Herodes e toda a Jerusalém ficaram irritadíssimos por receberem lições sobre as suas profecias daqueles estranhos. Simularam interesse no assunto e pediram aos teo-cientistas (uma respeitável profissão que o Iluminismo destruiu) que assim que encontrassem o menino lhes viessem dar conta. Valeu que o Espírito Santo em sonhos lhes instruísse que tomassem outro caminho de regresso. Tivessem os Magos sido abandonados às suas boas intenções e teriam colocado o ouro (e o incenso e a mirra) nas mãos dos bandidos.
O exemplo destes homens do Oriente persiste: muito estudo, muito trabalho e no fim adoração ao Deus verdadeiro.
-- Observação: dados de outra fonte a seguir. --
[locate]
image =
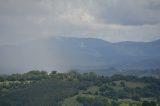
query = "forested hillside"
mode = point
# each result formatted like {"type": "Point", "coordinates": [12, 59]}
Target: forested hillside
{"type": "Point", "coordinates": [38, 88]}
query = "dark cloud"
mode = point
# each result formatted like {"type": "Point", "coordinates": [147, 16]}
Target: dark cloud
{"type": "Point", "coordinates": [113, 20]}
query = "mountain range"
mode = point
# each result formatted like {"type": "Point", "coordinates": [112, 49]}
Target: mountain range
{"type": "Point", "coordinates": [65, 53]}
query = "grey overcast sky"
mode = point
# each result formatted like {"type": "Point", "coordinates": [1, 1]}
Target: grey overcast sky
{"type": "Point", "coordinates": [111, 20]}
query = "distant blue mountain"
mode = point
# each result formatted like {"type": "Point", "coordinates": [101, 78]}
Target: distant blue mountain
{"type": "Point", "coordinates": [60, 53]}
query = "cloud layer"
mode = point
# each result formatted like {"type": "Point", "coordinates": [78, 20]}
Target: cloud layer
{"type": "Point", "coordinates": [112, 20]}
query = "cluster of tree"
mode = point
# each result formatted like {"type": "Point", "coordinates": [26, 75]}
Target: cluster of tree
{"type": "Point", "coordinates": [40, 88]}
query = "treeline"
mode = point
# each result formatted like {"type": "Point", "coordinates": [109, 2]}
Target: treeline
{"type": "Point", "coordinates": [40, 88]}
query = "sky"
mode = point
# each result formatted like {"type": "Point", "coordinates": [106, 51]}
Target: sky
{"type": "Point", "coordinates": [110, 20]}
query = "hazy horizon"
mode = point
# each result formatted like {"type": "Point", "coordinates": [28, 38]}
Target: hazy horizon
{"type": "Point", "coordinates": [28, 31]}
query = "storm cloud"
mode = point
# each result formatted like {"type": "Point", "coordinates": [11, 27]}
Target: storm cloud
{"type": "Point", "coordinates": [111, 20]}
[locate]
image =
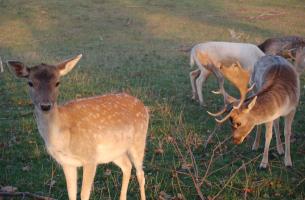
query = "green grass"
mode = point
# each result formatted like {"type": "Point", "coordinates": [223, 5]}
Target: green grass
{"type": "Point", "coordinates": [133, 45]}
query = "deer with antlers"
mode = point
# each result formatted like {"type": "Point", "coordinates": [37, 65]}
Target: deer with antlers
{"type": "Point", "coordinates": [278, 92]}
{"type": "Point", "coordinates": [283, 46]}
{"type": "Point", "coordinates": [89, 131]}
{"type": "Point", "coordinates": [210, 56]}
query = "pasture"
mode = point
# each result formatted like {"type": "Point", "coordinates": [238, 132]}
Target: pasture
{"type": "Point", "coordinates": [140, 47]}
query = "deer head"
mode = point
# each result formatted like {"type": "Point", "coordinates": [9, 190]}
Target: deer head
{"type": "Point", "coordinates": [242, 119]}
{"type": "Point", "coordinates": [234, 72]}
{"type": "Point", "coordinates": [43, 80]}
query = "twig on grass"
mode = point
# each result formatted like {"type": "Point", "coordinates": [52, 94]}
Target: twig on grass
{"type": "Point", "coordinates": [211, 135]}
{"type": "Point", "coordinates": [228, 181]}
{"type": "Point", "coordinates": [212, 159]}
{"type": "Point", "coordinates": [197, 187]}
{"type": "Point", "coordinates": [24, 194]}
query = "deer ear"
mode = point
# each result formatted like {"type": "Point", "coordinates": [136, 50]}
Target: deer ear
{"type": "Point", "coordinates": [67, 65]}
{"type": "Point", "coordinates": [19, 69]}
{"type": "Point", "coordinates": [251, 104]}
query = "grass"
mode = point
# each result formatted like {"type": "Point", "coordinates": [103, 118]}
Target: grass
{"type": "Point", "coordinates": [133, 45]}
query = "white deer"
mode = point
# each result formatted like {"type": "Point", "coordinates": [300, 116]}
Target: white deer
{"type": "Point", "coordinates": [213, 55]}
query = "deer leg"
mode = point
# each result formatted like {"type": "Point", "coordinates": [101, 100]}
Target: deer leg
{"type": "Point", "coordinates": [288, 123]}
{"type": "Point", "coordinates": [257, 137]}
{"type": "Point", "coordinates": [71, 180]}
{"type": "Point", "coordinates": [88, 178]}
{"type": "Point", "coordinates": [279, 145]}
{"type": "Point", "coordinates": [137, 156]}
{"type": "Point", "coordinates": [268, 137]}
{"type": "Point", "coordinates": [125, 165]}
{"type": "Point", "coordinates": [204, 73]}
{"type": "Point", "coordinates": [193, 76]}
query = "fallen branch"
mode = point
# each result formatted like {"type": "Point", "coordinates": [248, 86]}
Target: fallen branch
{"type": "Point", "coordinates": [197, 187]}
{"type": "Point", "coordinates": [211, 160]}
{"type": "Point", "coordinates": [228, 181]}
{"type": "Point", "coordinates": [24, 195]}
{"type": "Point", "coordinates": [211, 135]}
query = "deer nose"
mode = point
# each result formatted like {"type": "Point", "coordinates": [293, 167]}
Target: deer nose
{"type": "Point", "coordinates": [45, 107]}
{"type": "Point", "coordinates": [237, 140]}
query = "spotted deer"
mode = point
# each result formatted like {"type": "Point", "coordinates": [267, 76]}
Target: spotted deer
{"type": "Point", "coordinates": [210, 56]}
{"type": "Point", "coordinates": [278, 92]}
{"type": "Point", "coordinates": [87, 132]}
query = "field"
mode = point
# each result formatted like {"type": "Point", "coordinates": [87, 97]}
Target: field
{"type": "Point", "coordinates": [138, 46]}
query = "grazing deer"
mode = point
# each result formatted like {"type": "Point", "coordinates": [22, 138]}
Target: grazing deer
{"type": "Point", "coordinates": [278, 94]}
{"type": "Point", "coordinates": [283, 46]}
{"type": "Point", "coordinates": [87, 132]}
{"type": "Point", "coordinates": [211, 55]}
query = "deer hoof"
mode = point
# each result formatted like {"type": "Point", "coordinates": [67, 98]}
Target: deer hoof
{"type": "Point", "coordinates": [288, 163]}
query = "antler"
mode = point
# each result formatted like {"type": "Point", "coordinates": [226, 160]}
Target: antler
{"type": "Point", "coordinates": [228, 99]}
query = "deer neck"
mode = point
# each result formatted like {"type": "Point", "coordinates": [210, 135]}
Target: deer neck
{"type": "Point", "coordinates": [48, 123]}
{"type": "Point", "coordinates": [267, 107]}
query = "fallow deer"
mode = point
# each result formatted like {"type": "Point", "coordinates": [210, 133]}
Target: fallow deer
{"type": "Point", "coordinates": [278, 94]}
{"type": "Point", "coordinates": [89, 131]}
{"type": "Point", "coordinates": [283, 46]}
{"type": "Point", "coordinates": [289, 47]}
{"type": "Point", "coordinates": [211, 55]}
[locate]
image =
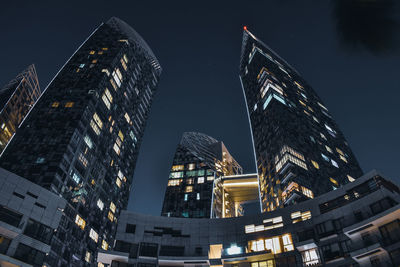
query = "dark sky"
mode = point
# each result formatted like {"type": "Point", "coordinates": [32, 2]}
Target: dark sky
{"type": "Point", "coordinates": [346, 49]}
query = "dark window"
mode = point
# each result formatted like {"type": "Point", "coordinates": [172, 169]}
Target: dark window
{"type": "Point", "coordinates": [9, 216]}
{"type": "Point", "coordinates": [130, 228]}
{"type": "Point", "coordinates": [38, 231]}
{"type": "Point", "coordinates": [148, 249]}
{"type": "Point", "coordinates": [390, 232]}
{"type": "Point", "coordinates": [4, 243]}
{"type": "Point", "coordinates": [29, 255]}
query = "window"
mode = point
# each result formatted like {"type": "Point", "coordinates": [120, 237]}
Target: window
{"type": "Point", "coordinates": [69, 104]}
{"type": "Point", "coordinates": [93, 235]}
{"type": "Point", "coordinates": [100, 204]}
{"type": "Point", "coordinates": [80, 222]}
{"type": "Point", "coordinates": [315, 164]}
{"type": "Point", "coordinates": [112, 207]}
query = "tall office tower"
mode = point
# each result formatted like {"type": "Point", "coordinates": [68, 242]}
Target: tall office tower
{"type": "Point", "coordinates": [81, 139]}
{"type": "Point", "coordinates": [299, 149]}
{"type": "Point", "coordinates": [16, 99]}
{"type": "Point", "coordinates": [198, 159]}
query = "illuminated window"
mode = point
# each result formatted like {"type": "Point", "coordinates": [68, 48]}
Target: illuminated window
{"type": "Point", "coordinates": [118, 182]}
{"type": "Point", "coordinates": [93, 235]}
{"type": "Point", "coordinates": [334, 181]}
{"type": "Point", "coordinates": [69, 104]}
{"type": "Point", "coordinates": [351, 179]}
{"type": "Point", "coordinates": [188, 189]}
{"type": "Point", "coordinates": [177, 167]}
{"type": "Point", "coordinates": [112, 207]}
{"type": "Point", "coordinates": [176, 175]}
{"type": "Point", "coordinates": [88, 141]}
{"type": "Point", "coordinates": [110, 216]}
{"type": "Point", "coordinates": [287, 243]}
{"type": "Point", "coordinates": [315, 164]}
{"type": "Point", "coordinates": [334, 163]}
{"type": "Point", "coordinates": [80, 222]}
{"type": "Point", "coordinates": [310, 257]}
{"type": "Point", "coordinates": [100, 204]}
{"type": "Point", "coordinates": [87, 256]}
{"type": "Point", "coordinates": [104, 245]}
{"type": "Point", "coordinates": [174, 182]}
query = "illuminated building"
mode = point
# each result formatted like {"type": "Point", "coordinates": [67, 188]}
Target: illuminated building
{"type": "Point", "coordinates": [81, 139]}
{"type": "Point", "coordinates": [16, 100]}
{"type": "Point", "coordinates": [198, 159]}
{"type": "Point", "coordinates": [356, 225]}
{"type": "Point", "coordinates": [299, 150]}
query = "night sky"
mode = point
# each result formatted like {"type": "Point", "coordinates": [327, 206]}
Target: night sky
{"type": "Point", "coordinates": [346, 49]}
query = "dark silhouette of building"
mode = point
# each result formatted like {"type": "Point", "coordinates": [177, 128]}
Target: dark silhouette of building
{"type": "Point", "coordinates": [16, 100]}
{"type": "Point", "coordinates": [198, 160]}
{"type": "Point", "coordinates": [81, 140]}
{"type": "Point", "coordinates": [299, 149]}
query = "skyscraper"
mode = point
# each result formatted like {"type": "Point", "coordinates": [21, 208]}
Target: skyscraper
{"type": "Point", "coordinates": [16, 99]}
{"type": "Point", "coordinates": [198, 159]}
{"type": "Point", "coordinates": [300, 151]}
{"type": "Point", "coordinates": [81, 139]}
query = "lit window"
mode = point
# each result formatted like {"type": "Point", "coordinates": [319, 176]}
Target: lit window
{"type": "Point", "coordinates": [87, 256]}
{"type": "Point", "coordinates": [88, 141]}
{"type": "Point", "coordinates": [104, 245]}
{"type": "Point", "coordinates": [351, 179]}
{"type": "Point", "coordinates": [315, 164]}
{"type": "Point", "coordinates": [118, 182]}
{"type": "Point", "coordinates": [100, 204]}
{"type": "Point", "coordinates": [334, 181]}
{"type": "Point", "coordinates": [110, 216]}
{"type": "Point", "coordinates": [177, 167]}
{"type": "Point", "coordinates": [80, 222]}
{"type": "Point", "coordinates": [69, 104]}
{"type": "Point", "coordinates": [112, 207]}
{"type": "Point", "coordinates": [188, 189]}
{"type": "Point", "coordinates": [93, 235]}
{"type": "Point", "coordinates": [334, 163]}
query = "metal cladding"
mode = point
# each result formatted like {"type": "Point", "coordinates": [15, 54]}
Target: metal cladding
{"type": "Point", "coordinates": [300, 151]}
{"type": "Point", "coordinates": [198, 159]}
{"type": "Point", "coordinates": [82, 138]}
{"type": "Point", "coordinates": [16, 100]}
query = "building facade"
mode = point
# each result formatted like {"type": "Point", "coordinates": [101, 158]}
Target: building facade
{"type": "Point", "coordinates": [16, 100]}
{"type": "Point", "coordinates": [355, 225]}
{"type": "Point", "coordinates": [198, 159]}
{"type": "Point", "coordinates": [81, 139]}
{"type": "Point", "coordinates": [300, 151]}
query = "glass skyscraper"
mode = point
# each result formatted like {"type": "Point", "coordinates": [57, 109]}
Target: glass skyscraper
{"type": "Point", "coordinates": [82, 137]}
{"type": "Point", "coordinates": [300, 151]}
{"type": "Point", "coordinates": [198, 159]}
{"type": "Point", "coordinates": [16, 100]}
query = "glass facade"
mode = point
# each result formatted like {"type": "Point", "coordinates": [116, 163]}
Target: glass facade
{"type": "Point", "coordinates": [81, 141]}
{"type": "Point", "coordinates": [300, 151]}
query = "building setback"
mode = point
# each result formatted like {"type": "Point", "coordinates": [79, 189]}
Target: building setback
{"type": "Point", "coordinates": [198, 159]}
{"type": "Point", "coordinates": [355, 225]}
{"type": "Point", "coordinates": [81, 139]}
{"type": "Point", "coordinates": [16, 100]}
{"type": "Point", "coordinates": [300, 151]}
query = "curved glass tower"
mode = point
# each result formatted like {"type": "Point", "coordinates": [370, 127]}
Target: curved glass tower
{"type": "Point", "coordinates": [299, 149]}
{"type": "Point", "coordinates": [198, 159]}
{"type": "Point", "coordinates": [81, 139]}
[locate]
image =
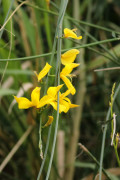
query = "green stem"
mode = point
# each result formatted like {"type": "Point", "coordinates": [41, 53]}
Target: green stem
{"type": "Point", "coordinates": [40, 139]}
{"type": "Point", "coordinates": [76, 47]}
{"type": "Point", "coordinates": [104, 135]}
{"type": "Point", "coordinates": [64, 5]}
{"type": "Point", "coordinates": [45, 153]}
{"type": "Point", "coordinates": [116, 153]}
{"type": "Point", "coordinates": [74, 20]}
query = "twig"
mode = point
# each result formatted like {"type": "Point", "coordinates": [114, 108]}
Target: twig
{"type": "Point", "coordinates": [12, 15]}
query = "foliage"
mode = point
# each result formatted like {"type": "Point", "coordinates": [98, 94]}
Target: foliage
{"type": "Point", "coordinates": [27, 42]}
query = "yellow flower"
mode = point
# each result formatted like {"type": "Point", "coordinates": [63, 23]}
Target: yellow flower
{"type": "Point", "coordinates": [66, 73]}
{"type": "Point", "coordinates": [24, 103]}
{"type": "Point", "coordinates": [48, 3]}
{"type": "Point", "coordinates": [69, 56]}
{"type": "Point", "coordinates": [70, 33]}
{"type": "Point", "coordinates": [50, 97]}
{"type": "Point", "coordinates": [44, 71]}
{"type": "Point", "coordinates": [49, 122]}
{"type": "Point", "coordinates": [64, 102]}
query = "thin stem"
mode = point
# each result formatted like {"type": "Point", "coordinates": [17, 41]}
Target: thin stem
{"type": "Point", "coordinates": [76, 47]}
{"type": "Point", "coordinates": [72, 19]}
{"type": "Point", "coordinates": [45, 153]}
{"type": "Point", "coordinates": [104, 135]}
{"type": "Point", "coordinates": [64, 4]}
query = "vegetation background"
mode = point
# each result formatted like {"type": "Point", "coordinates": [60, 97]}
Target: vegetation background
{"type": "Point", "coordinates": [26, 43]}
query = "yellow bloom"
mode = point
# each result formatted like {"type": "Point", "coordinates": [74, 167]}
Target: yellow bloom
{"type": "Point", "coordinates": [24, 103]}
{"type": "Point", "coordinates": [70, 33]}
{"type": "Point", "coordinates": [69, 56]}
{"type": "Point", "coordinates": [49, 122]}
{"type": "Point", "coordinates": [48, 3]}
{"type": "Point", "coordinates": [43, 72]}
{"type": "Point", "coordinates": [66, 73]}
{"type": "Point", "coordinates": [64, 102]}
{"type": "Point", "coordinates": [50, 97]}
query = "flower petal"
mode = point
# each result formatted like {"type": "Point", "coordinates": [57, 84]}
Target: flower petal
{"type": "Point", "coordinates": [62, 107]}
{"type": "Point", "coordinates": [49, 122]}
{"type": "Point", "coordinates": [69, 56]}
{"type": "Point", "coordinates": [35, 96]}
{"type": "Point", "coordinates": [74, 105]}
{"type": "Point", "coordinates": [68, 68]}
{"type": "Point", "coordinates": [44, 71]}
{"type": "Point", "coordinates": [52, 91]}
{"type": "Point", "coordinates": [45, 100]}
{"type": "Point", "coordinates": [68, 84]}
{"type": "Point", "coordinates": [63, 95]}
{"type": "Point", "coordinates": [70, 33]}
{"type": "Point", "coordinates": [23, 103]}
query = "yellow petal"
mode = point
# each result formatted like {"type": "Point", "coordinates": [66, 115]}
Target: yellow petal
{"type": "Point", "coordinates": [69, 56]}
{"type": "Point", "coordinates": [70, 33]}
{"type": "Point", "coordinates": [62, 107]}
{"type": "Point", "coordinates": [68, 84]}
{"type": "Point", "coordinates": [44, 71]}
{"type": "Point", "coordinates": [63, 95]}
{"type": "Point", "coordinates": [73, 105]}
{"type": "Point", "coordinates": [45, 100]}
{"type": "Point", "coordinates": [23, 103]}
{"type": "Point", "coordinates": [68, 68]}
{"type": "Point", "coordinates": [52, 91]}
{"type": "Point", "coordinates": [49, 122]}
{"type": "Point", "coordinates": [35, 96]}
segunda-feira, janeiro 05, 2009

Pernoitar
Reparem, nós protestantes não cremos em boas intenções. Não cremos em Lei Natural nem em virtudes intrínsecas. É por isso que quando Erasmo discutiu com Lutero, numa fase inicial da irritação do último com Roma, lhe apelou ao bom-senso e moderação. Erasmo, coberto de argumentos e sensatez, foi impotente perante a repugnância sentida pelo frade alemão. Debater era já parte da náusea. As boas maneiras são um luxo de quem crê que Adão e Eva ainda pernoitam ao relento no Éden e nessa medida os protestantes serão sempre irremediavelmente brutos.
O protestante dirá ao maior filantropo que tão somente a sua respiração é um insulto ao Criador. Com esforço conseguirá até pronunciar "bom dia" e "boa noite" mas pedir mais convívio é impensável. O protestante não suporta, de entre todo o tipo de pecadores, o de boas intenções.

sexta-feira, janeiro 02, 2009

Começar o ano em grande
Com uma frase do meu amigo Bruno Morgado:

"Fiz em 2008 algumas coisas boas mas não tenho testemunhas."